One more fight with their father, and I’d had enough. I got a restraining order against him.

At this point in her life, Leticia needed help more than ever before. That’s when she discovered Horizons. When the boys were 4 months old, and just a few weeks out of the NICU, they started in the infant room at Horizons in Dorchester. She was nervous, wondering if they were big and healthy enough to be there – and they were. Recognizing that the boys were preemies, the teachers coordinated Early Intervention who came to the classrooms to make sure they were on track and getting the resources they needed.

Over those months, and now years, the teachers have become like second moms to my boys. With their help, I recognized them hitting their milestones. I was having trouble with Apollo who didn’t make eye contact when being talked to. One of his teachers told me about the technique she uses to get his attention. They’ve helped the boys through transitions. When it came time for the boys to move to preschool where they are now, Alex had a hard time. His teachers helped him set a new routine where he could stop by and spend a few minutes with them before moving on to his class.

My beautiful boys are thriving, happy and healthy.

Having your children in loving, capable hands is one thing,  but Leticia knew that she needed help too. Her Horizons family advocates have supported her along the way. When she needed help paying utilities, they helped her work out a payment plan with the electric company. Even though she’s back to working two jobs, sometimes she can’t make ends meet. When she became low on food, the family advocates directed her to a food pantry to make sure they were getting what they needed.
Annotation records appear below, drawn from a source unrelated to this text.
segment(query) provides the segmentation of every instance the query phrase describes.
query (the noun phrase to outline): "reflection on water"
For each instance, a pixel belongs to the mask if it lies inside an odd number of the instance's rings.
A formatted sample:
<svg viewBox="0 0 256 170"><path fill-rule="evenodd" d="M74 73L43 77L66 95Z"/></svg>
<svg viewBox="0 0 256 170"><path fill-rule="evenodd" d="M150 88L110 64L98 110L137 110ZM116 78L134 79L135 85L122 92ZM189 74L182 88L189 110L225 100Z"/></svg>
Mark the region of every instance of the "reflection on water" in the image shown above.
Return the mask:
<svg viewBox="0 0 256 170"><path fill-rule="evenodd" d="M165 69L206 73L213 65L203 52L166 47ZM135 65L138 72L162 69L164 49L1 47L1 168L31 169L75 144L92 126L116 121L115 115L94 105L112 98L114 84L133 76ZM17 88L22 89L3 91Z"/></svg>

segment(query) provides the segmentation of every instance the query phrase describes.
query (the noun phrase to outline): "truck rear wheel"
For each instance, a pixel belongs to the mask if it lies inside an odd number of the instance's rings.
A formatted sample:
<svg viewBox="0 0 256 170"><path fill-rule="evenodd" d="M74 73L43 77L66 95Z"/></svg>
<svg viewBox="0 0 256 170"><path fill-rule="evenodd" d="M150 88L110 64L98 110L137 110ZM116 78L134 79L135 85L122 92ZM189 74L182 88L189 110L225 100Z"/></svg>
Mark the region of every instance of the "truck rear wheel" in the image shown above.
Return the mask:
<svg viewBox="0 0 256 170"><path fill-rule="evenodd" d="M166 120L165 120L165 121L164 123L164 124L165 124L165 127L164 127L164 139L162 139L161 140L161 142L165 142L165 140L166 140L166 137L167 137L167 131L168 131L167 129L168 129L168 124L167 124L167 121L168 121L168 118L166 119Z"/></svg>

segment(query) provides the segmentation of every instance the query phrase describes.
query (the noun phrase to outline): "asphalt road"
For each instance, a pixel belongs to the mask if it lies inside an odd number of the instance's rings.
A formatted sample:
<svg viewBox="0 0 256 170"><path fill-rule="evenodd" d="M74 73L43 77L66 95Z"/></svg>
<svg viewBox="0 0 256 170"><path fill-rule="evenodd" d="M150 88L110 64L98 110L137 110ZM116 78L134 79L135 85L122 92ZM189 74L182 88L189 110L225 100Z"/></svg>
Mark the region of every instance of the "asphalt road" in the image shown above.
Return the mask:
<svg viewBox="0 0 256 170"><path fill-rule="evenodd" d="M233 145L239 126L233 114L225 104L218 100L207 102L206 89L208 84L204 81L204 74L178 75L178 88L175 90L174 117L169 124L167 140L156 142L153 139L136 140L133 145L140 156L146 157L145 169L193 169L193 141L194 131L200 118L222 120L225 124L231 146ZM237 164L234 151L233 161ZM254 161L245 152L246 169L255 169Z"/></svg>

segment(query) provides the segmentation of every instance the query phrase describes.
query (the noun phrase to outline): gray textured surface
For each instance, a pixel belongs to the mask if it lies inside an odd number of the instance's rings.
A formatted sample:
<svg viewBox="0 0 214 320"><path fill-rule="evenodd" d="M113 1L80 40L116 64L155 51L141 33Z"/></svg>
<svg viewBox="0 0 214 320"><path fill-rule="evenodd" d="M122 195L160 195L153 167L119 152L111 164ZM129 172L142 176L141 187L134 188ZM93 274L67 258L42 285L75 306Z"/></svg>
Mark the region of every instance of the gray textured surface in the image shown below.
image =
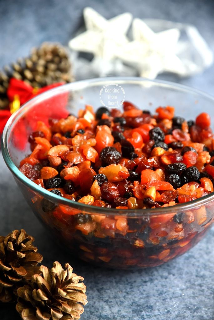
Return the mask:
<svg viewBox="0 0 214 320"><path fill-rule="evenodd" d="M160 4L161 3L161 5ZM90 5L110 18L124 12L135 17L192 23L214 50L212 1L150 0L0 1L0 66L27 54L44 41L66 44L82 23L82 9ZM203 74L178 79L214 92L213 66ZM163 76L159 77L163 78ZM119 271L88 266L68 256L55 244L31 212L0 156L0 234L24 228L50 267L69 261L85 278L89 303L82 320L213 320L214 230L189 252L165 265L146 270ZM12 308L0 306L0 319L18 319Z"/></svg>

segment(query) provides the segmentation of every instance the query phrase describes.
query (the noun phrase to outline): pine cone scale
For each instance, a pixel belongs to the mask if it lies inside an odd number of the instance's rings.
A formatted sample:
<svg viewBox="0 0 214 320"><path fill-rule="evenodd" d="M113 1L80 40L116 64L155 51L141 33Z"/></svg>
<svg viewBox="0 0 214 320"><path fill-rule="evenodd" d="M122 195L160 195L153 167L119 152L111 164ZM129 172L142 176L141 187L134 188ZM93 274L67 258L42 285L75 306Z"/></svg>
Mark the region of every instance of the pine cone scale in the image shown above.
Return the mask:
<svg viewBox="0 0 214 320"><path fill-rule="evenodd" d="M31 277L35 272L40 272L36 266L42 256L35 252L37 249L32 245L34 240L23 229L14 230L6 237L0 237L0 269L3 271L0 277L0 300L12 300L17 283ZM23 249L23 253L21 251ZM4 292L7 295L6 301L3 297Z"/></svg>
<svg viewBox="0 0 214 320"><path fill-rule="evenodd" d="M73 274L68 264L65 270L58 262L53 266L50 270L41 266L41 275L34 275L29 285L18 289L18 301L26 309L33 308L37 319L78 320L87 303L86 286L78 283L83 278Z"/></svg>
<svg viewBox="0 0 214 320"><path fill-rule="evenodd" d="M28 262L37 261L37 262L40 262L42 260L42 256L37 252L26 252L25 258L25 261Z"/></svg>
<svg viewBox="0 0 214 320"><path fill-rule="evenodd" d="M1 260L0 260L0 269L4 271L9 271L11 270L11 268L9 267L5 266Z"/></svg>

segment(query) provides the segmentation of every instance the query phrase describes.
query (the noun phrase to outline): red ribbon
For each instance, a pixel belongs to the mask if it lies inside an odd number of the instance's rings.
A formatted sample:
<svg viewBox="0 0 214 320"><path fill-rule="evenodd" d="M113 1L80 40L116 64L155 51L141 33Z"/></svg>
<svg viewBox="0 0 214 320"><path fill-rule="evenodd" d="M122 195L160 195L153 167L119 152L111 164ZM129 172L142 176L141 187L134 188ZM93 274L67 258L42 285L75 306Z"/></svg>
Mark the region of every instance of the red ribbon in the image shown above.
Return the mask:
<svg viewBox="0 0 214 320"><path fill-rule="evenodd" d="M24 81L12 78L10 81L7 94L11 104L14 102L18 97L21 106L37 95L64 83L57 83L37 89L33 88ZM19 120L19 123L17 124L13 132L14 143L16 147L21 150L24 149L25 147L28 139L26 126L29 130L30 128L33 131L35 129L38 120L47 124L50 116L56 119L67 116L69 112L65 108L67 99L67 93L59 93L56 97L50 98L47 102L45 100L39 103L36 108L31 109L30 112L26 112L25 116ZM0 135L11 115L11 110L12 111L12 109L11 108L10 109L9 106L6 109L0 110Z"/></svg>
<svg viewBox="0 0 214 320"><path fill-rule="evenodd" d="M63 82L58 82L37 89L33 88L24 81L12 78L7 91L7 94L11 102L13 101L15 96L18 96L20 101L20 105L21 105L37 94L61 85L64 83ZM0 135L2 133L6 123L11 115L9 106L6 109L0 110Z"/></svg>

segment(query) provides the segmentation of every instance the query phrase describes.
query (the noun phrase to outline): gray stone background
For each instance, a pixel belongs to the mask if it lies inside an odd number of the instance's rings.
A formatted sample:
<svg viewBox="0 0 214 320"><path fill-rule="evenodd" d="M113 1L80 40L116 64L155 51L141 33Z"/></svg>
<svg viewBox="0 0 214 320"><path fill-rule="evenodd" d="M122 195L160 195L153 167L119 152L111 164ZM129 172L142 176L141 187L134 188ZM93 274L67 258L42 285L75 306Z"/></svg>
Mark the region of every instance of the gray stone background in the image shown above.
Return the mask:
<svg viewBox="0 0 214 320"><path fill-rule="evenodd" d="M134 17L194 25L214 51L214 2L201 0L0 0L0 68L27 55L44 41L66 44L83 25L90 6L107 18L126 11ZM214 67L185 79L160 79L213 94ZM0 155L0 234L23 228L50 267L69 262L85 278L88 304L82 320L213 320L214 230L185 255L154 268L119 271L88 266L62 252L26 203ZM1 320L19 319L12 306L0 305Z"/></svg>

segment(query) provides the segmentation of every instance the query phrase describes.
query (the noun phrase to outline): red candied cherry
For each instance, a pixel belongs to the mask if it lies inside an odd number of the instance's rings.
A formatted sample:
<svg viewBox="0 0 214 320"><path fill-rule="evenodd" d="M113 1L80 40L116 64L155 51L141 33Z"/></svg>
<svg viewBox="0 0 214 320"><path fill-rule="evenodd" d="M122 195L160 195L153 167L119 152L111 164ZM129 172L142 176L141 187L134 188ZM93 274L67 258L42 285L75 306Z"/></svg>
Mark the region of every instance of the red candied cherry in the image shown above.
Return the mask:
<svg viewBox="0 0 214 320"><path fill-rule="evenodd" d="M195 122L197 125L202 129L205 129L209 127L211 124L210 116L206 112L202 112L196 118Z"/></svg>

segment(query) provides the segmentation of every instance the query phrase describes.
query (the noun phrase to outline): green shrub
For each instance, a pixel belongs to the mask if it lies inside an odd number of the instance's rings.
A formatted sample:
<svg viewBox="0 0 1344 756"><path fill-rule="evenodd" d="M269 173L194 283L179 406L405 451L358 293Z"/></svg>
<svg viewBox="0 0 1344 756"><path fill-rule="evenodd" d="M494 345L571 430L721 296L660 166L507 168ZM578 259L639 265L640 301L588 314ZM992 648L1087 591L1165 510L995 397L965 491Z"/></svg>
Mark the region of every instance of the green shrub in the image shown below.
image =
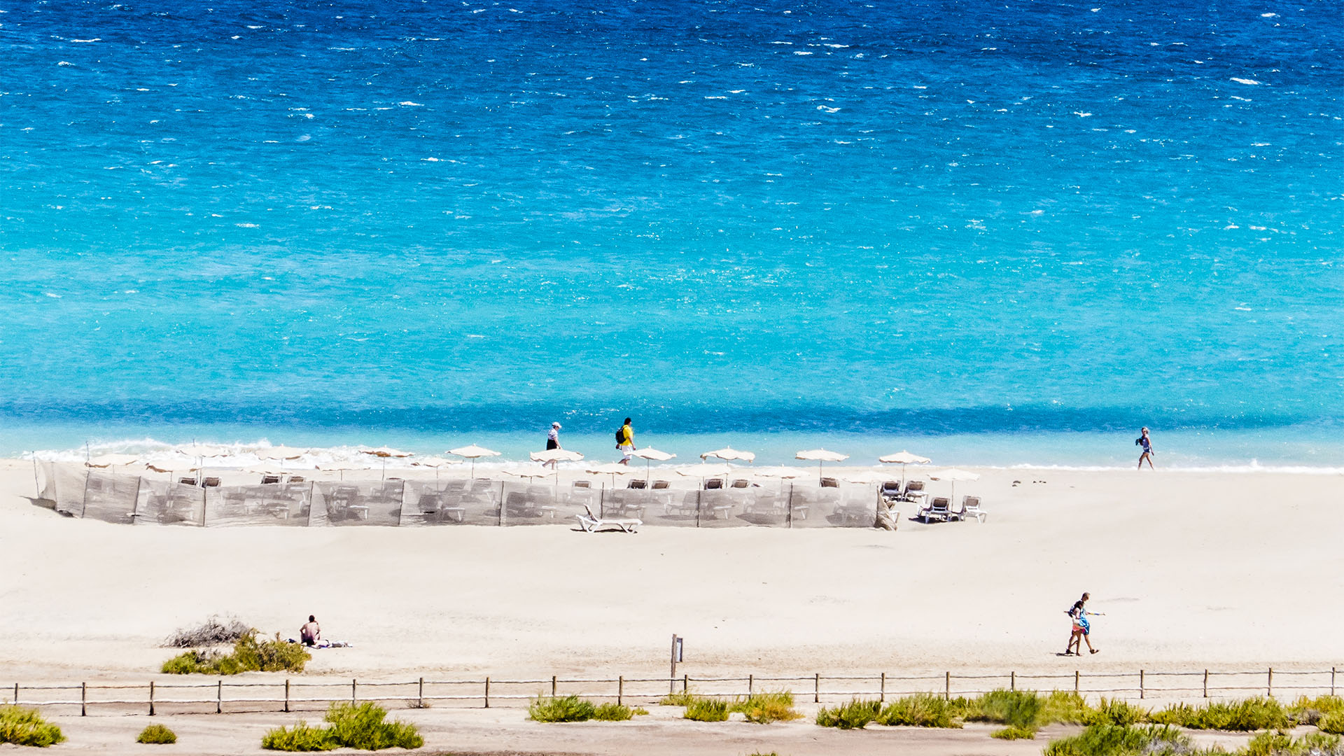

As challenging as these last years have been, Leticia’s children are her inspiration for their future. Her dream is to have a home for them one day. She’s working right now to become a nail technician, having finished schooling and is working toward acquiring her license by the end of this year.

My time living in a shelter has taught me the value of self-care. You need to put your own air mask on before you can help others, including your children.  I want to start a business that gives women the chance to take care of themselves. I want Kelis to see me as an independent and entrepreneurial woman – not the person I used to be. And Horizons helped me become that woman.

Leticia and her children continue to thrive. The support they received from Horizons is a foundation for the life they’re building towards and a future full of possibilities.